While there were some theatre personalities in Calcutta who tried to document their plays, it is Dhundiraj Govind Phalke (1870 - 1944), affectionately called Dadasaheb Phalke, who was the first to make a full-length feature film, is the Father of Indian Cinema.
He was the son of a Sanskrit scholar, who studied at J J College of Art in Bombay and at Kala Bhavan, Baroda. He then studied architecture and became proficient as a landscape painter of academic nature studies.
He also tried his hand at photography, learned three-colour block making and ceramics, worked as a portrait photographer, stage make-up man, assistant to a German illusionist and as a magician! While he was to become a printer he saw a film called The Life of Christ.
He was sufficiently charged to believe that an indigenous film industry could be established by tackling Indian themes. At the heart of his career as a filmmaker was his fervent belief in the nationalistic philosophy of swadeshi, which advocated that Indians should take charge of their own economy in the in an independent India.

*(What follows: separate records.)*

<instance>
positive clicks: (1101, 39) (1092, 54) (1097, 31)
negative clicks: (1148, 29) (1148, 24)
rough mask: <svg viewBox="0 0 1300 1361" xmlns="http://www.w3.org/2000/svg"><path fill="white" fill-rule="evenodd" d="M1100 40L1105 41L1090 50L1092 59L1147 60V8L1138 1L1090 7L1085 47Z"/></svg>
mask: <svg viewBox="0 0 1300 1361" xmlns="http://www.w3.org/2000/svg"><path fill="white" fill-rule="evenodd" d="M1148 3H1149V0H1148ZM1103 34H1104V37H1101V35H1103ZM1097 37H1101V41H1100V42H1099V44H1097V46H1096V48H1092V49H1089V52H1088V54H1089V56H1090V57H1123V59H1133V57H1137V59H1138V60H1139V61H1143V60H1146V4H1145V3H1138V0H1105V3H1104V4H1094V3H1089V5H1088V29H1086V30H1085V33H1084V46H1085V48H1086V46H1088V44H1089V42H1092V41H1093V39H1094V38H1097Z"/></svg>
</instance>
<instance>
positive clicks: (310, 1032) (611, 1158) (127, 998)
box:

"Like the life of Christ we shall make pictures on Rama and Krishna."
Raising a loan from an old friend and pledging his life insurance, Phalke sailed for England on February 1, 1912 and returned two weeks later to launch Raja Harishchandra.
RE:RE:Just a thought before people start hating each other...
by on Feb 25, 2008 07:45 PM Permalink
Raja Harishchandra was about an honest king who for the sake of his principles sacrificed his kingdom and family till the gods, impressed with his honesty, restored him to his former glory. Indian cinema has come a long way from its first silent feature film in 1913 directed by Dada Saheb Phalke.
The Dada Saheb Phalke Award is given annualy by the Indian Government in recognition of the outstanding contributions made in the field of Indian Cinema.
Since 1970, there have been 37 Awardees, including Film Director Shyam Benegal in 2006.
Though we have all heard of the Father of Indian Cinema, many do not know that he "died pennyless."
Neither the Film Industry, that coverts the Dada Saheb Phalke Award nor the Maharashtra Government, has ever paid any heed to his family.
But he was a Marathi manoos who set up his studio in Nasik (now Nashik) where Raj thackeray and his MNS recently struck body blows to our democratic fabric with their sons-of-the soil rhetoric.